La présente étude n’a pas montré d’effet modérateur du genre dans les liens unissant les insécurités d’attachement, les symptômes dépressifs et les comportements suicidaires post-rupture. Bien que ceci puisse être attribuable au nombre insuffisant de participants, ce résultat soutient les résultats obtenus de certaines études13, 28. Ce résultat contredit toutefois celui obtenu par la méta-analyse d’Evans, Scourfield et Moore41 qui rapporte un plus grand risque suicidaire pour les hommes que les femmes en contexte de séparation.

Implications

Au plan clinique, cette étude révèle le rôle prépondérant de l’anxiété d’abandon dans les symptômes dépressifs et les idéations suicidaires post-rupture des adultes. Il apparaît ainsi pertinent d’évaluer les insécurités d’attachement en début de suivi thérapeutique en contexte de rupture amoureuse. Le questionnaire ECR-12 utilisé dans cette étude est une mesure valide et brève34 permettant aux intervenants de rapidement évaluer les insécurités d’attachement des adultes. Chez les personnes au degré élevé d’anxiété d’abandon, les résultats suggèrent aussi la pertinence d’évaluer régulièrement les symptômes dépressifs et les pensées suicidaires. Au plan scientifique, cette étude est la première à documenter les liens entre les insécurités d’attachement, les symptômes dépressifs et les comportements suicidaires dans le contexte particulier de la rupture amoureuse. Ce contexte est d’autant plus pertinent à étudier étant donné que la perte de la figure d’attachement réactive les représentations d’attachement (p. ex. sentiment de ne pas mériter l’amour ou perception que les autres ne sont pas dignes de confiance)7.

Limites et pistes de recherche future

Bien que cette étude ait considéré plusieurs variables confondantes potentielles (p. ex. sentiment de trahison, consommation, réseau social) et utilisé des questionnaires valides au plan psychométrique, l’administration verbale des mesures peut avoir induit une certaine désirabilité sociale. Or, la passation verbale était de mise pour évaluer le risque suicidaire et assurer la sécurité des participants. Cette procédure a aussi permis de limiter les valeurs manquantes et de favoriser la compréhension du participant.

Au plan méthodologique, la mesure du réseau social à partir d’un seul item représente une limite. La faible taille échantillonnale (faible puissance statistique) et la surreprésentation des femmes scolarisées limitent la généralisation des résultats. Toutefois, la variabilité des expériences au sein de l’échantillon, combinant des étudiants, des adultes de la population générale et ceux de centres d’intervention, milite en faveur de sa représentativité. Par ailleurs, peu de participants ayant posé un geste suicidaire, cette étude n’a pas permis d’examiner les liens entre l’attachement et les tentatives réelles de suicide. Des recherches futures pourraient cibler un plus grand nombre de participants, dont ceux de la population clinique.

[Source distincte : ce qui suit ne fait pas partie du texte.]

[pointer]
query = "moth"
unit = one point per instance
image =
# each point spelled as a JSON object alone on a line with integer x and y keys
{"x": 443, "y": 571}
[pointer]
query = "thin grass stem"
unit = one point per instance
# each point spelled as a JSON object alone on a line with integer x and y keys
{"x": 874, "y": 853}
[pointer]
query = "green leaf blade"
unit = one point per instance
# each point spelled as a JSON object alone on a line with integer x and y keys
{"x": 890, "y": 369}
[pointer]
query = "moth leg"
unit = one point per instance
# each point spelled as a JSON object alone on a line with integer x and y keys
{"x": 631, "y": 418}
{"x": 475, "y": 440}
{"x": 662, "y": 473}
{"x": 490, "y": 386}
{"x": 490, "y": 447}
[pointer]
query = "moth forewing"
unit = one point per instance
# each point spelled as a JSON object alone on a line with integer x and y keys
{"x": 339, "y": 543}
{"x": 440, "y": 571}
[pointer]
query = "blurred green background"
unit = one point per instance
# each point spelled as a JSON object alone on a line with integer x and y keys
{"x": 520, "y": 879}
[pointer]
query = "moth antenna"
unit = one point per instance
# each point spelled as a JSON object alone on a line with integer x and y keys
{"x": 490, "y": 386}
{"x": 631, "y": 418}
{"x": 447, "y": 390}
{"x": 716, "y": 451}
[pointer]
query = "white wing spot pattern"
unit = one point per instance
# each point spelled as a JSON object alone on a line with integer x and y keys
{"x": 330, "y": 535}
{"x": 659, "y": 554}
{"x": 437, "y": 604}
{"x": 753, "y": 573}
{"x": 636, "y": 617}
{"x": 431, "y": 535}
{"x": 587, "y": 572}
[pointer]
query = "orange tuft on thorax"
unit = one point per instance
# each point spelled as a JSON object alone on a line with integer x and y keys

Le devis de recherche corrélationnel transversal limite également la possibilité de conclure à des liens de causalité. Les relations sont interprétées de manière bidirectionnelle, bien qu’une direction soit proposée au regard des écrits scientifiques. Des études longitudinales pourraient évaluer les trajectoires d’adaptation à la rupture des individus nouvellement séparés. Les études futures devraient aussi explorer les mécanismes explicatifs des liens entre l’attachement, les symptômes dépressifs et les comportements suicidaires post-rupture, notamment la régulation émotionnelle, la mentalisation ou la résilience. Des variables modératrices, comme le soutien social ou l’impression de trahison, pourraient également être évaluées.